Neue Nutzung für Blaues Haus Gemeinde beendet das Mietverhältnis mit Architekt Jürgen Bahls im Juli 2017

Petra Straub  30. Oktober 2015

Architekt Jürgen Bahls hat das Blaue Haus in der Prinz-Ludwig-Straße in Dießen bis Mitte 2017 gemietet. Wie das Gebäude anschließend genutzt wird, ist noch nicht klar. Foto: Millonig

Dießen – Bis Mitte 2017 hat Architekt Jürgen Bahls das Blaue Haus in der Prinz-Ludwig-Straße in Dießen von der Gemeinde gemietet. Der Finanzausschuss entschied, den Vertrag nicht mehr zu verlängern. Wie das Gebäude anschließend genutzt wird, ist noch unklar. Der Gemeinderat wird sich, laut Bürgermeister Herbert Kirsch, im nächsten Jahr mit dem Thema befassen.

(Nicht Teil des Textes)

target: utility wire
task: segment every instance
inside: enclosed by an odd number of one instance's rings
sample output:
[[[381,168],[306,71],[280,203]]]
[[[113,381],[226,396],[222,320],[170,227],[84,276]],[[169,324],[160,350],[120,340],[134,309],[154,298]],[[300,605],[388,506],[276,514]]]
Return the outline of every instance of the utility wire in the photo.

Als Bahls das Gebäude übernahm, schwebte eigentlich schon die Abrissbirne über dem alten Haus. Die Kommune hatte bereits Mittel für den Abriss des um 1900 entstandenen Gebäudes bereitgestellt. Doch als der Heimatverein Dießen dort im Frühjahr 2003 zu einer Lesung einlud, war das Gebäude plötzlich wieder Gesprächsthema. Bahls bekundete Interesse daran, man kam vertraglich überein. Eigenen Angaben zufolge investierte er knapp eine halbe Million Euro in die Sanierung und erhielt dafür von der Gemeinde einen günstigen Mietpreis. Er richtete sich dort ein Architekturbüro ein und vermietete Räumlichkeiten unter. Es entstand ein Veranstaltungsraum, in dem einige Jahre regelmäßig Veranstaltungen des Kulturforums stattfanden. Zudem gab es ein Café mit drei verschiedenen Pächtern.

Einst ein edles Hotel

Anfangs war das edle Gebäude als Hotel Ammersee genutzt worden. Im Pavillon auf der Ostseite fanden häufig Veranstaltungen statt. Mehrere Besitzerwechsel folgten. Im Nationalsozialismus war dort eine Schule untergebracht und wurde das Gebäude zur Kinderlandverschickung genutzt. Nach dem Krieg war es in Besitz des Freistaats; es wurden schwerstverletzte ehemalige Soldaten beherbergt. Vom Coop-Revisionsverband der Deutschen Konsumgenossenschaft wurde das Gebäude in den 1950er Jahren erworben. Er führte es als Schulungsheim („Coop-Seminar”). Als privates Schulungszentrum lief es bis 1989. Flüchtlinge aus der ehemaligen DDR waren untergebracht. 1992 kaufte die Gemeinde das Gebäude, fand jedoch keine sinnvolle Nutzung dafür.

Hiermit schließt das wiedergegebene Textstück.